Aion Node vs Meluxina Node with QMeCha

Wait, it went from 600+ to 112 for the same unoptimized setup?

Regarding the speed up, this is my theory:

Without binding, the OS is free to move the process (task) within the NUMA node to run its own threads. When it gets moved, some nodes end up sharing a core. This is much worse than Meluxina, since there there are 2 threads per core, and the OS can run its thread on a core where a process is running, so the OS does not need to move processes that often. This is why binding is so crucial when you disable hyper threading.

When you bind your process, the OS simply suspends the process, runs it thread, and then restarts the process. The balanced distribution of processes along cores is not disturbed, so everything moves more smoothly.

With core binding it takes 26.5 seconds, compatible with the results presented in the first post obtained with Meluxina.
Without core binding the job takes 112.3 secs, because at some point some MPI tasks start running on cores that are already occupied, leaving some other cores unused, and slowing down the calculation.

P.S. In the script I always define the OMP_NUM_THREADS, MKL_NUM_THREADS was a left over since I do not use MKL. The tests are run with OpenBLAS.

Also, I suppose the objective of your benchmark is to determine what is the optimal setup for your program, i.e. balance between processes and threads. I don’t know how much you are using OpenMP, but binding OpenMP threads could also improve performance. Basically, prevent everything from moving around.

Some numerical libraries, like MUMPS for instance, work best with one process per NUMA node. So, you bind processes by core and map them to NUMA nodes (i.e. one process per NUMA node but fixed to its core), and then you open the OpenMP threads of the process and bind them to the core where they started. OpenMP threads open in the cores where the process was mapped, i.e.
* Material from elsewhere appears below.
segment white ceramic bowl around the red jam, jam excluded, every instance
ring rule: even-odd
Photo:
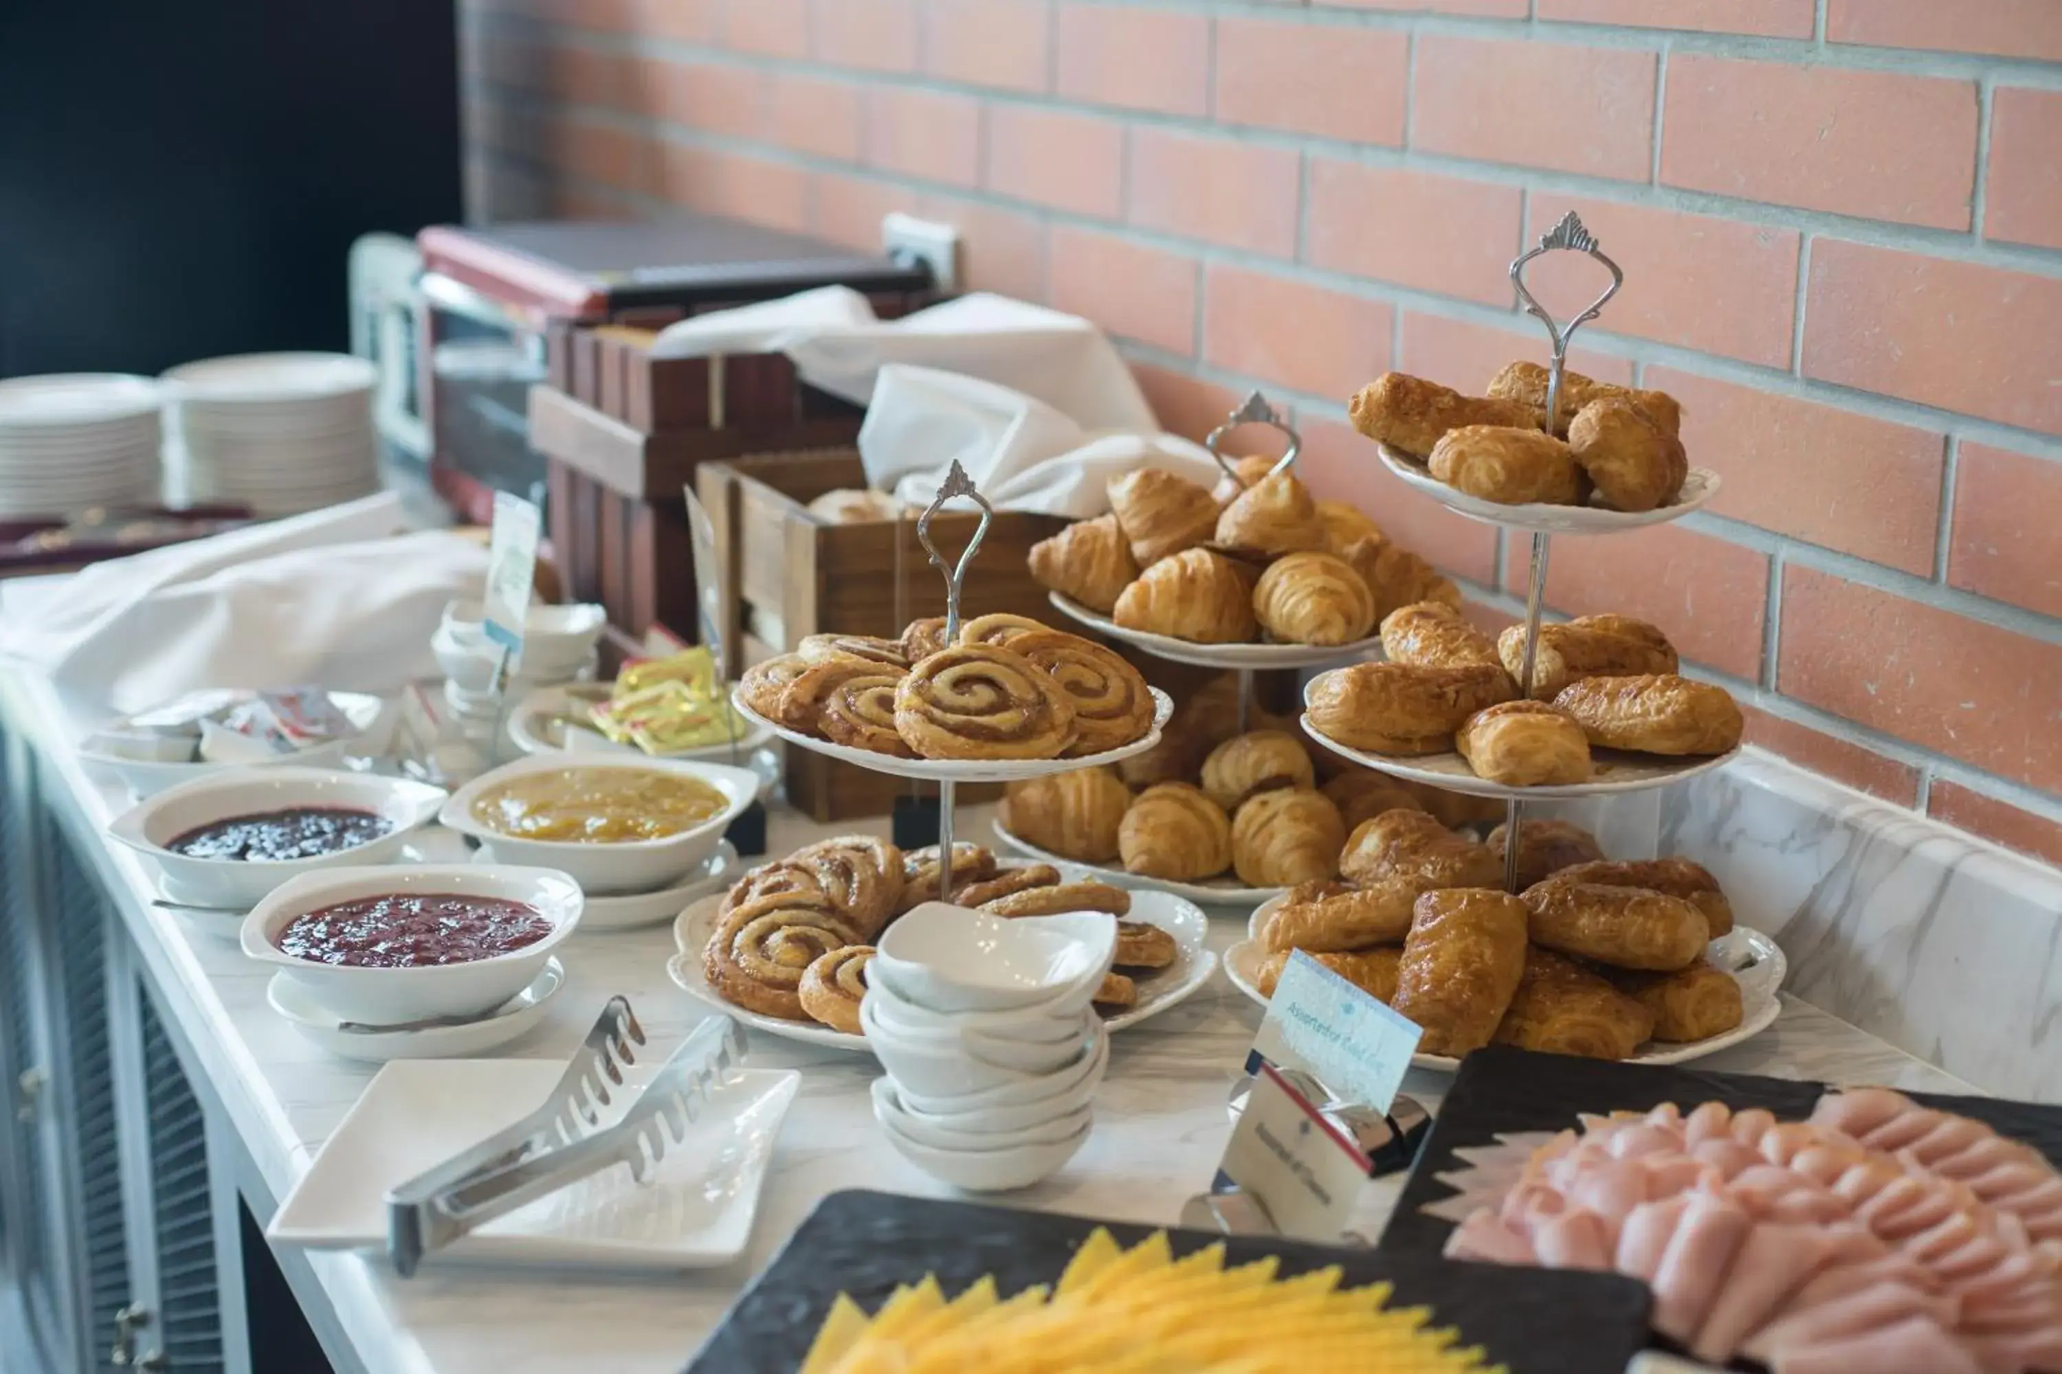
[[[474,960],[425,968],[353,968],[293,958],[278,933],[322,906],[388,892],[495,896],[536,906],[553,931],[544,939]],[[243,919],[243,954],[278,968],[309,1001],[346,1022],[394,1026],[431,1016],[485,1016],[544,970],[553,950],[579,925],[579,886],[565,873],[478,863],[348,867],[285,884]]]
NUMA node.

This is Open MPI terminology, let me run a test in SLURM with MUMPS that I know well and we can discuss how you can optimize your SRUN commands.

I can’t tell what will be the best balance between processes and threads for your program without the design details, but typical settings are either one single threaded process per core, or one process per NUMA node using as many threads as there are cores in the NUMA node.

The OpenMP threads are bound with a combination of the OMP_PLACES and OMP_PROC_BIND variables. These work in combination with the bind options of SLURM, since SLURM will assign the cores that the process will use.

@xbesseron Any tips are welcome!

The benchmark obtained now is fine. The ratio between MPI/OMPs is system-dependent and depends on the memory allocations, number of parameters, type of simulation to be executed … ecc. ecc. The scope of the test was just to detect the origin of the slowdown because this same problem can affect other codes such as QuantumEspresso, Yambo, FHI-aims, Orca ecc. ecc.

The processors between Aion and MeluXina are the same. The difference is that Aion has hyperthreading disabled at the BIOS level so they are not visible.

Using --hint=nomultithread, you can tell SLURM that you don’t want to use the hyperthread cores, thus it will correctly use only one core per ‘hyperthreading unit’. You can use this option in your script on both platforms to get more consistent results. It won’t hurt to have it on Aion.

Without the --cpu-bind=cores option, the operating system is free to move the processes around from one core to another. There might be valid reasons to do that, for example to execute another process, for example a system service like mmfsd which is related to the GPFS filesystem. But doing that, the OS might also move your application process to another core, and not moving it back immediately. And causes the problem you had.

It would be interesting to run your script again on MeluXina with --cpu-bind=verbose to see what is the default binding. It could be that a different version of SLURM, or a different configuration, causes a different binding by default, hence the difference in performance. And then run it again on MeluXina with --cpu-bind=verbose,cores. The processors are the same, you should be able to get similar performance on both platforms in the end.

As @gkaf mentioned, there are other options that you can try to further optimized your MPI+OpenMP execution.

Thank you Xavier,
from the comparisons in the table reported at the beginning, a part from noise, I would say that the timings between AION and Meluxina are now perfectly in agreement (also for the pure MPI case).

Also, I tested the run on 10 nodes and I didn’t see any particular slowdowns on AION the weak scaling seems to be holding, with pure MPI.